Завтра ты войдешь в класс. Записки сельского учителя - Леонид Андреевич Гартунг
И тогда поднялся один из артистов. Это был красивый парень, высокий, широкоплечий. На сцене он всегда играл положительных героев: умирал, смертельно раненный кулаками, бряцал длинной саблей, арестовывая белогвардейцев, спасал в последний момент хорошеньких, гордых, но беспомощных комсомолочек. Я помню его в матросской бескозырке, с грудью, перекрещенной пулеметными лентами. Все мы, мальчишки, были без ума влюблены в него. Даже странно было видеть его здесь, на вечере, в новом светло-кофейном костюме с галстуком. Явись он сюда с пулеметными лентами, это никого не удивило бы.
Он поднялся, властным жестом остановил патефон, и голос его обрушился на наши детские головы, как раскат грома:
— Какая пошлость! Какое разложение!
Он вышел на сцену, отстранил растерявшихся девчат и, бледнея от возмущения, разъяснил нам, что танец этот называется фокстротом и есть не что иное, как гнилой продукт буржуазной цивилизации. И пусть буржуазия разлагается, сколько ей угодно: чем скорее окончательно разложится, тем для нас лучше, а нам, детям рабочих и крестьян, разлагаться не к лицу.
Когда он кончил, из-за кулис послышались всхлипывания наших горе-артисток, но мы их нисколько не жалели. С тюзовцем мы были согласны на все сто процентов.
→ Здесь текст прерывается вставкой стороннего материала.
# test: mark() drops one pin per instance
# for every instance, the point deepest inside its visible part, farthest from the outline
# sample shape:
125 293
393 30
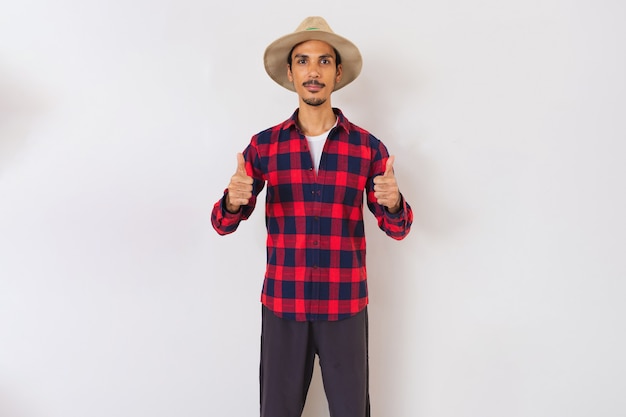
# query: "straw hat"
312 28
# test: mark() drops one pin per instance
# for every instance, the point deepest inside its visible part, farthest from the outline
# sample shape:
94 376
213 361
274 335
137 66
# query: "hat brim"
276 53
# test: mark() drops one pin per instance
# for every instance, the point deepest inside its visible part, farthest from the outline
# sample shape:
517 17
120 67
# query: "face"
314 72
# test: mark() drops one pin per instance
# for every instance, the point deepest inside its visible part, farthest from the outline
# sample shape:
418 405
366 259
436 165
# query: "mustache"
313 82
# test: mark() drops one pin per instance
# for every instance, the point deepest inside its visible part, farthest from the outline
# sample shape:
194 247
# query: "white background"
119 125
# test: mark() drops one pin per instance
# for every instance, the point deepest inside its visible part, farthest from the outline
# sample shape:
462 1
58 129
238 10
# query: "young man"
317 166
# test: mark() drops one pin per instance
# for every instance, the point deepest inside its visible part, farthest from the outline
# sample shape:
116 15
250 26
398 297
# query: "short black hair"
337 56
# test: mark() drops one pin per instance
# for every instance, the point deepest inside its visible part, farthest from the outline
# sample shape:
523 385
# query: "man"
317 166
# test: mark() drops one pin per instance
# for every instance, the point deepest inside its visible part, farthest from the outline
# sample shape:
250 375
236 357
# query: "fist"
386 188
239 188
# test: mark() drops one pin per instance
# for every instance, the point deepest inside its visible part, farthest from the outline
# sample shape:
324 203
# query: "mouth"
313 85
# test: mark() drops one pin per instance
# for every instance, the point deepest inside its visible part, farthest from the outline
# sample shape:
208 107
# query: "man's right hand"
239 188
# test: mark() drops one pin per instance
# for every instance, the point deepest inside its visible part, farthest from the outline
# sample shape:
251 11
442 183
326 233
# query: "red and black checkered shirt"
315 233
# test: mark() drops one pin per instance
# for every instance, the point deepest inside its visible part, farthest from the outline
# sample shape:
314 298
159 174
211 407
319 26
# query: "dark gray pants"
288 350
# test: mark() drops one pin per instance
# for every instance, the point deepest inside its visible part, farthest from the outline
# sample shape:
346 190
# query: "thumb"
389 166
241 164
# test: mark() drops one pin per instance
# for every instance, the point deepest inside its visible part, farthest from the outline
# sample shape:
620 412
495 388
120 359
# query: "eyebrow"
306 56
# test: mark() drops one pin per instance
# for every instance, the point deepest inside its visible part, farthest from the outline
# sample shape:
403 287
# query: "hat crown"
311 28
314 23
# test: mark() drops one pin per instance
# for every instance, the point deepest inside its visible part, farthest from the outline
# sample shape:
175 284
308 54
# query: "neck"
314 121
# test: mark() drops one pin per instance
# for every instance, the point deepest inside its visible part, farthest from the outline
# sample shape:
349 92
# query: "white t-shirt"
316 145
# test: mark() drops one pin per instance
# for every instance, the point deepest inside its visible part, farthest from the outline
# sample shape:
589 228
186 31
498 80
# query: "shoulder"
356 132
272 134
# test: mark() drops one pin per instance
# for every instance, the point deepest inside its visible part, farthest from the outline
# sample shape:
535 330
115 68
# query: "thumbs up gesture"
239 188
386 188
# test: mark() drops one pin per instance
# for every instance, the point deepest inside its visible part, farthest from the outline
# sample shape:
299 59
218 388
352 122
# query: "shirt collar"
342 122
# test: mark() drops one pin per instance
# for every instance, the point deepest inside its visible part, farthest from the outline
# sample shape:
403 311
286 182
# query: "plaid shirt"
315 233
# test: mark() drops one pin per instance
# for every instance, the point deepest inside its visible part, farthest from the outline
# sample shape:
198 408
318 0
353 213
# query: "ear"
289 74
339 73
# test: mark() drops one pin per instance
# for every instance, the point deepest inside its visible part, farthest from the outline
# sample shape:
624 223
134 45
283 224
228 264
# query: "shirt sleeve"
225 222
395 225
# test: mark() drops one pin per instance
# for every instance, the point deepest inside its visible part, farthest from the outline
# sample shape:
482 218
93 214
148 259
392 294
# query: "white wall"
119 125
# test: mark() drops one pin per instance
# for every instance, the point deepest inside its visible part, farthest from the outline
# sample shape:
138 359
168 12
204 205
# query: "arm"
384 199
239 199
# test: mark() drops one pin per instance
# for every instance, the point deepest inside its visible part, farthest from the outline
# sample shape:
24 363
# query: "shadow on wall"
19 108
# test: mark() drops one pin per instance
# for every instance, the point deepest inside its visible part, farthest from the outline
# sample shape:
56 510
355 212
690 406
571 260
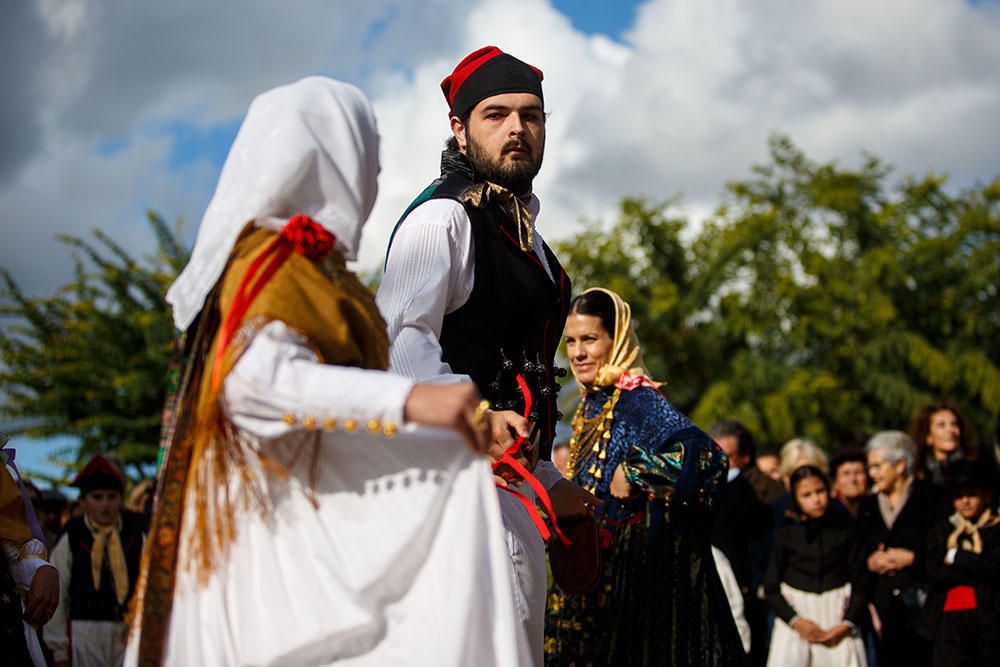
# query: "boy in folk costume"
303 518
963 563
471 291
98 561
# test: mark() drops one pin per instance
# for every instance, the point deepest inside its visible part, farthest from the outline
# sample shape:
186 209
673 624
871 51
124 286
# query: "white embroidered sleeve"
278 386
55 632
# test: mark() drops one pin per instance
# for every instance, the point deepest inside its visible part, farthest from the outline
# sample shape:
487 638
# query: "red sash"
543 495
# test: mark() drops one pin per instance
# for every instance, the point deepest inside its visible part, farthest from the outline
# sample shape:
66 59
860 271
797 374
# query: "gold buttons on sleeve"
329 424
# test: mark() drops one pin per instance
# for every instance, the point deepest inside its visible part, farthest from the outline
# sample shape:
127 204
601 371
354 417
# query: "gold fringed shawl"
326 304
967 529
626 355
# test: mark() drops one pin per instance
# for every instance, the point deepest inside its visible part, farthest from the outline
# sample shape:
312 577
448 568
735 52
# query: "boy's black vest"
85 603
513 321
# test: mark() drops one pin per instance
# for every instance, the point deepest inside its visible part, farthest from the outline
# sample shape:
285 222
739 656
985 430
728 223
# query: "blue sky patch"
604 17
192 143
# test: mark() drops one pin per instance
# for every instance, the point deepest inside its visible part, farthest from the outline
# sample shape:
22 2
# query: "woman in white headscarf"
302 516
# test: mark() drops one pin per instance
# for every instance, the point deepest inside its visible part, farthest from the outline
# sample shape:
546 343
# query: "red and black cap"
485 73
100 474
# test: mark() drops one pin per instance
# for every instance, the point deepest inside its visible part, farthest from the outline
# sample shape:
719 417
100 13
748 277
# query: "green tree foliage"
90 361
816 301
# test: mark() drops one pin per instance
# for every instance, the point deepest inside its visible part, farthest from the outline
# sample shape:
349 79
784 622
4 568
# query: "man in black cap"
98 561
963 558
472 292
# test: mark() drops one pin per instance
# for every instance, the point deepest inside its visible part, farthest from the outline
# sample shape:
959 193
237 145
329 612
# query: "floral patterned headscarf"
625 369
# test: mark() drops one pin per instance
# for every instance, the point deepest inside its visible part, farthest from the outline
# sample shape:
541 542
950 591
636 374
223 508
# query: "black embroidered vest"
513 320
85 603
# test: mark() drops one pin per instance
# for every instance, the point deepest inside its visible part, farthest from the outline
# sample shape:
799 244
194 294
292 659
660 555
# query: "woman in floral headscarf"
658 599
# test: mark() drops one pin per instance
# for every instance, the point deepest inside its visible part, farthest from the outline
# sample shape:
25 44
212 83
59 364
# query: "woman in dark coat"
892 526
659 600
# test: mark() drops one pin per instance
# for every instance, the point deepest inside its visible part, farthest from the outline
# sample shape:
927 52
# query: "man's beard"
516 175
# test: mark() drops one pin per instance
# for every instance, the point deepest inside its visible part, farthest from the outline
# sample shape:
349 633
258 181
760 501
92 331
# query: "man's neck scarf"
107 540
483 194
625 366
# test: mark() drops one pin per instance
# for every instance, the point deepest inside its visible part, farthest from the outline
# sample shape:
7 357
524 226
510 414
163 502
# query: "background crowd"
886 552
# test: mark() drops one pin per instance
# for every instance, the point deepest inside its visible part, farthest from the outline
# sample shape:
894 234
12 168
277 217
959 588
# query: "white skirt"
403 562
826 610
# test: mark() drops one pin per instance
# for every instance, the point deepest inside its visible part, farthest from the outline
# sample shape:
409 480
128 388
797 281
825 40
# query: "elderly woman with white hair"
799 452
892 525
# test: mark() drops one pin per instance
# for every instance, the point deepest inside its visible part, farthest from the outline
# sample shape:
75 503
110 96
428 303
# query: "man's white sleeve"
279 385
24 560
56 631
429 273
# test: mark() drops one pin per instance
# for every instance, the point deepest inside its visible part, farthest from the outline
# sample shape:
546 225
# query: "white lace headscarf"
307 147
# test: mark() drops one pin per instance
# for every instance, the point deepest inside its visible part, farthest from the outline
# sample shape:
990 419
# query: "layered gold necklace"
590 440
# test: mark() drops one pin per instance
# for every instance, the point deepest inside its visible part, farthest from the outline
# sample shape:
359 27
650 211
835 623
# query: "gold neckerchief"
964 527
483 194
108 540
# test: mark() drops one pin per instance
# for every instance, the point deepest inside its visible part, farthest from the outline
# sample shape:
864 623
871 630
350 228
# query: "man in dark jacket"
963 565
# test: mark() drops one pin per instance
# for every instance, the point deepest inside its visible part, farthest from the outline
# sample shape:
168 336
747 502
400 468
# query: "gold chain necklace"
590 440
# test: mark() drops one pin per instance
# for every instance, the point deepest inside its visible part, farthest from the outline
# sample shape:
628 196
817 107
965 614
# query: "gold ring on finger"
479 418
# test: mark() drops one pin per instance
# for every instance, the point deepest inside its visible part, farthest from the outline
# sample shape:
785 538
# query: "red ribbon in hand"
540 491
300 234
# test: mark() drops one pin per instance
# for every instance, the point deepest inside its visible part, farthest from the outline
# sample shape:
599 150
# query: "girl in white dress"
814 581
Мы дружно хлопали ему в ладоши.
А через несколько дней я встретил артиста на улице. Он медленно брел мне навстречу. На нем был тот же светло-кофейный костюм, но галстук неряшливо сбился набок. Глаза тюзовца скользнули по мне, не узнавая. И я не поздоровался с ним, слишком неожиданно было видеть, что он… пьян. Он едва держался на ногах… Он прошел и смешался с уличной толпой, а я остановился и смотрел ему вслед, не веря своим глазам. Мне было больно, словно меня ударили…
Или еще случай. Шел последний урок в пятом классе, и учительница посоветовала детям:
— На каникулах заведите дневники. Записывайте все интересное. А осенью мы по дневникам напишем сочинение «Мое лето».
Мысль ребятам понравилась. Зоя пришла домой и сказала:
— Мама, купи мне общую тетрадь.
И мама купила. Так появился Зоин дневник. На первой его странице девочка старательно нарисовала цветы, отходящий поезд и написала: «Запись интересных происшествий Зои Созыкиной». Летом она побывала в Академгородке, затем в деревне у бабушки. Видела Обское море, впервые летала на самолете, научилась плавать. Она загорела и подросла. Каждый вечер, как бы она ни устала, Зоя открывала дневник. «Налетела гроза, и деревья пригибались, как трава, и сильно пахло молнией»; «Сегодня помогала грести сено. Под ним — земляника, теплая от солнца»; «У самолета ноги, как у птицы, только внизу не когти, а маленькие колеса»; «Обское море в одну сторону совсем как море». Зоя старалась писать разборчиво, выводила каждую буковку. Как же иначе? Дневник будет читать учительница!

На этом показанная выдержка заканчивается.